Il rapporto del ministero della Difesa è stato reso noto dallo stesso governo australiano probabilmente per riparare ad alcuni “eccessi” indigeribili (e non insabbiabili) e ristabilire la “normalità” nelle operazioni di guerra che, al di là della pratica del così detto “blooding”, contempla ampiamente il concetto di danno collaterale.
Questa normalità delle operazioni di guerra fa il paio con la corsa agli armamenti globali che non si è arrestata nonostante la devastante crisi socio-sanitaria globale in corso ed anzi è trainata e costantemente rilanciata dagli Stati uniti, dalla Nato e da tutti i Paesi con cui l’occidente ha stretto cooperazioni militari in ogni quadrante del pianeta.
Il Pacifico non fa eccezione: grazie al famoso “pivot to Asia” di Obama di certo non interrotto da Trump, la Cina ha negli ultimi anni moltiplicato gli investimenti nella spesa bellica mentre l’Australia, impegnandosi in un corposo piano di riarmo, sta facendo diligentemente la sua parte.
Lo scorso luglio il governo di Scott Morrison ha infatti reso noto il suo Piano di Difesa strategica (Defence Strategic Update – DSU): 575 miliardi di dollari australiani, corrispondenti a circa 350 miliardi di euro da spendere nel decennio 2021-2030.
Sommergibili, fregate, elicotteri, cacciabombardieri (tra cui 72 F-35A), sistemi missilistici, droni, satelliti e mezzi blindati costituiranno il grosso della spesa che sarà principalmente rivolta alle acquisizioni.
Uno sforzo bellico decisamente importante per un Paese con una popolazione di 25 milioni di abitanti, un’economia in recessione per la prima volta dal 1991 ma soprattutto considerato che questo Paese è legato a filo doppio proprio con l’economia cinese dove esporta ferro e altri minerali e da cui attrae milioni di turisti ogni anno.
Ma tant’è.

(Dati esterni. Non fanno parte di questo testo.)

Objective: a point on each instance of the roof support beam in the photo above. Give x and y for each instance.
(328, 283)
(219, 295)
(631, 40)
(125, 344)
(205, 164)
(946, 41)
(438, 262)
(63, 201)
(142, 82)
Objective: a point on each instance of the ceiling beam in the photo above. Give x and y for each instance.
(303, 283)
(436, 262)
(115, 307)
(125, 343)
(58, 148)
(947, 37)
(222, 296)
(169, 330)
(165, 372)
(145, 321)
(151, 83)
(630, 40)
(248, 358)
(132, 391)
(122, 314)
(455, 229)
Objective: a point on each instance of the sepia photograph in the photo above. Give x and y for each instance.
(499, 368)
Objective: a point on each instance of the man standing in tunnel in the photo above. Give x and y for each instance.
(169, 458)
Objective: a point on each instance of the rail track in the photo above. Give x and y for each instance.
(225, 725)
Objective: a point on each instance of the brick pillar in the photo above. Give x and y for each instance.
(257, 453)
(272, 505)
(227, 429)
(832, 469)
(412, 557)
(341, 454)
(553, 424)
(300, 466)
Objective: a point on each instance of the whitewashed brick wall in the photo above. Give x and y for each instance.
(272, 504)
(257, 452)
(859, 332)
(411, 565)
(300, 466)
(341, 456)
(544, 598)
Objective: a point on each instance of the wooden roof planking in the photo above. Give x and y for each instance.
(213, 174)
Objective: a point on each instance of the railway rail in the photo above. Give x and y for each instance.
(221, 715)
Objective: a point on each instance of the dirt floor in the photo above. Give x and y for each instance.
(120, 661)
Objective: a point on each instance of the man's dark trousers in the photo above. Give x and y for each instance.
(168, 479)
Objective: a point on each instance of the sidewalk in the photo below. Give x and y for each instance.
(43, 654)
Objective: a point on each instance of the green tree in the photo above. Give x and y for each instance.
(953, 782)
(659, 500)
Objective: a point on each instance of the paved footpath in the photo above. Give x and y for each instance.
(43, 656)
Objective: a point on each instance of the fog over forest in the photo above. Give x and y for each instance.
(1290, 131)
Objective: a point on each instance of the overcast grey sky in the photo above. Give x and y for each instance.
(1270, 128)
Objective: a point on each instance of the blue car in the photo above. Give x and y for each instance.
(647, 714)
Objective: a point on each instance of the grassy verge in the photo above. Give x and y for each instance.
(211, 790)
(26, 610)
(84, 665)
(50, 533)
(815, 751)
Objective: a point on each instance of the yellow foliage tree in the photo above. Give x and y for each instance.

Morrison punta su questo piano di riarmo per la “creazione di una competitiva, innovativa e solida base industriale nazionale” chiedendo ai fornitori stranieri garanzie circa il coinvolgimento di aziende locali nella filiera. Il governo australiano conta così di portare il numero di aziende che si occupano di procurement militare dalle 4000 attuali alle 15.000.

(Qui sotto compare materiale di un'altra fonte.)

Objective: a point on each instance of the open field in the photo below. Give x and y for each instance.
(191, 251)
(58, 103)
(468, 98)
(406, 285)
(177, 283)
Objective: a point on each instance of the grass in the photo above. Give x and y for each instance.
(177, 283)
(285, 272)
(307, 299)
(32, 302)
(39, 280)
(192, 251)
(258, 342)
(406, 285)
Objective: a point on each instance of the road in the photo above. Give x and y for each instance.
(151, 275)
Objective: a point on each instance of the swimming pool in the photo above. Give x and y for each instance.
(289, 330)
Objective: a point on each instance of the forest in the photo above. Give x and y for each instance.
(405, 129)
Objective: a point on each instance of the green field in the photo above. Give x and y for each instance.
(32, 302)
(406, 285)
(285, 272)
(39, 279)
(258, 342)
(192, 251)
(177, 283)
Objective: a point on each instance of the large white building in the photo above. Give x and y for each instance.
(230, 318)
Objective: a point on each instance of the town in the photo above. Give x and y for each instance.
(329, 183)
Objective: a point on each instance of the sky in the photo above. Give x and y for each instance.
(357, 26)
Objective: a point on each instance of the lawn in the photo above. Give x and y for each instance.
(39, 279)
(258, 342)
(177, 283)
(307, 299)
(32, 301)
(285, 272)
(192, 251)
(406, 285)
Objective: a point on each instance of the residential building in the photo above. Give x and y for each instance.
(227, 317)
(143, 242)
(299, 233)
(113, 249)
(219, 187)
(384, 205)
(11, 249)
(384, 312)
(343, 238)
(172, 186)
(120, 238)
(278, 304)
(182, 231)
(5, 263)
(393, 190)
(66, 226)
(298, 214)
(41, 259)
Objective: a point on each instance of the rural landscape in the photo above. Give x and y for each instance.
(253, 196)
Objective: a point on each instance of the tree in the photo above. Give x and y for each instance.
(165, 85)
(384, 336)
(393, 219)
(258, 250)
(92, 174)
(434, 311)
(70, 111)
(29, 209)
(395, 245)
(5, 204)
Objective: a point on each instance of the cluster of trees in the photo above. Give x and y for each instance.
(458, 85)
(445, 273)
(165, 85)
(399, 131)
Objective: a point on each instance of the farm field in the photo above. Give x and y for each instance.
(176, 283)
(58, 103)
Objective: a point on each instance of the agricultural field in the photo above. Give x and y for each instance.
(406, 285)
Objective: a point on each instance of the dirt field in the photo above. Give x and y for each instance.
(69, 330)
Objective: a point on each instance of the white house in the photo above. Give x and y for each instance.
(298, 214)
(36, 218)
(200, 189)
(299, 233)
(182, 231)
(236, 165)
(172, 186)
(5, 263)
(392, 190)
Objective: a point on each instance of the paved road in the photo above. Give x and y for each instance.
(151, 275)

Con un aumento del 38% della spesa rispetto al precedente documento di programmazione anche l’Australia si inserisce a pieno titolo nel trend globale della corsa agli armamenti con la particolare ambizione di trasformare il poco manifatturiero che esprime in una nuova economia di guerra. La madre patria ringrazia (vista la titolarità di molte commesse) e rilancia col recente pomposo annuncio di Boris Johnson di un aumento delle spese militari che non si vedeva dalla (prima) guerra fredda. God save the war.